If you’re travelling for less than 90 days this winter and plan on doing a little more foreign travel later in the year, think about buying an annual, multi-trip plan instead of two or three single-trip plans. It could save you a lot of money.
All of the travel insurers advertising on this site offer annual as well as single-trip plans. This is how they work: you buy a 15, 30, 60, or 90-day plan (they come in other denominations too) and you can travel up to the limit you have chosen as many times as you wish over the next 365 days. You can do this for one premium, one application process, and you don’t have to tell your insurer when you’re travelling—you just go. The only catch is that you can’t exceed the daily limit you have chosen without returning to your home province (note, I said province, not country) for at least 24 hours before you start the next segment, although you can top up an individual segment just by calling your insurer.
Because your trips are all of a shorter duration, your exposure—or chances of being stricken by a medical emergency out of the country—are far less than if you stayed out 180 days. And so the insurer can charge you on the basis of the shorter duration since it’s less risk.

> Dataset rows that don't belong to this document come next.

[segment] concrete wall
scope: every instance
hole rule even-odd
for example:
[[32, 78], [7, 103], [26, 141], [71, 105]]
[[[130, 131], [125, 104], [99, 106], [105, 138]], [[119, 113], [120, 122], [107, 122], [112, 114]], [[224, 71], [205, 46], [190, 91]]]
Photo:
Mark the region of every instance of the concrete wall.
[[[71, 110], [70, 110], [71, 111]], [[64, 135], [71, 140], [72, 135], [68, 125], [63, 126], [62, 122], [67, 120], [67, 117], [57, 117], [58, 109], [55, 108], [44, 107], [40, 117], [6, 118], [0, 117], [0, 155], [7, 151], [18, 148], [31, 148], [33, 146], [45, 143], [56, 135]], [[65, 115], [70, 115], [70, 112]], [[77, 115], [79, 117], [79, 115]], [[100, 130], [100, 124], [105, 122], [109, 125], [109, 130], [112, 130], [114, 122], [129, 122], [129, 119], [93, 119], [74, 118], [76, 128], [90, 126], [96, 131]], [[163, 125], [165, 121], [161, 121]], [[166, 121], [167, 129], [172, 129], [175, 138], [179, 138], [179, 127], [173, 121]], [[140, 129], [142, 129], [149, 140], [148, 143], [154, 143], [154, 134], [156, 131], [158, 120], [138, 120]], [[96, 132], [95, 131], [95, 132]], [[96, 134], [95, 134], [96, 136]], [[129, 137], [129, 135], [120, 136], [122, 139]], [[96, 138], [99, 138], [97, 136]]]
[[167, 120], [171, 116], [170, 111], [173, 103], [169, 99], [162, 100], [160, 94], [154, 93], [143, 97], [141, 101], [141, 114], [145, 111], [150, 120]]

Think of it this way: If you wanted to insure against being hit by lightning while on a golf course, and you played only three times a year, you would be far less susceptible than someone who is out there every day except Christmas.
Annual trips are the fastest-growing segment of the travel insurance marketplace. But there are some cautions you need to be aware of. If you encounter a medical claim on one of your travel segments, you must notify your insurer before your next trip as the terms of your coverage may have to be altered. The medical condition that generated the claim may be considered a pre-existing condition for subsequent travel and may therefore be excluded from coverage or your premium may have to be adjusted. Or if your health changes between segments—e.g., if you develop new symptoms, or have to undergo tests, or require a hospitalization or a change in medication—your insurer needs to know immediately, before your next trip.
One other tip: The clock starts ticking on your chosen travel segment when you leave your province, not necessarily when you leave Canada. For example, if you live in Manitoba and plan on spending a week with relatives in Ontario on your way to Florida, you will have one week less of out-of-country coverage on that travel segment. And any time you generate a claim, you may have to prove your travel dates so the insurer is satisfied you stayed within your segment limitation and didn’t encounter your claim on the 32nd day of travel under a policy that only allowed you 30 days at a time.
But if you know of those limitations and live within them, the annual trip plan is a good, flexible way to go, a great way to save lots of money. Ask you insurer about it.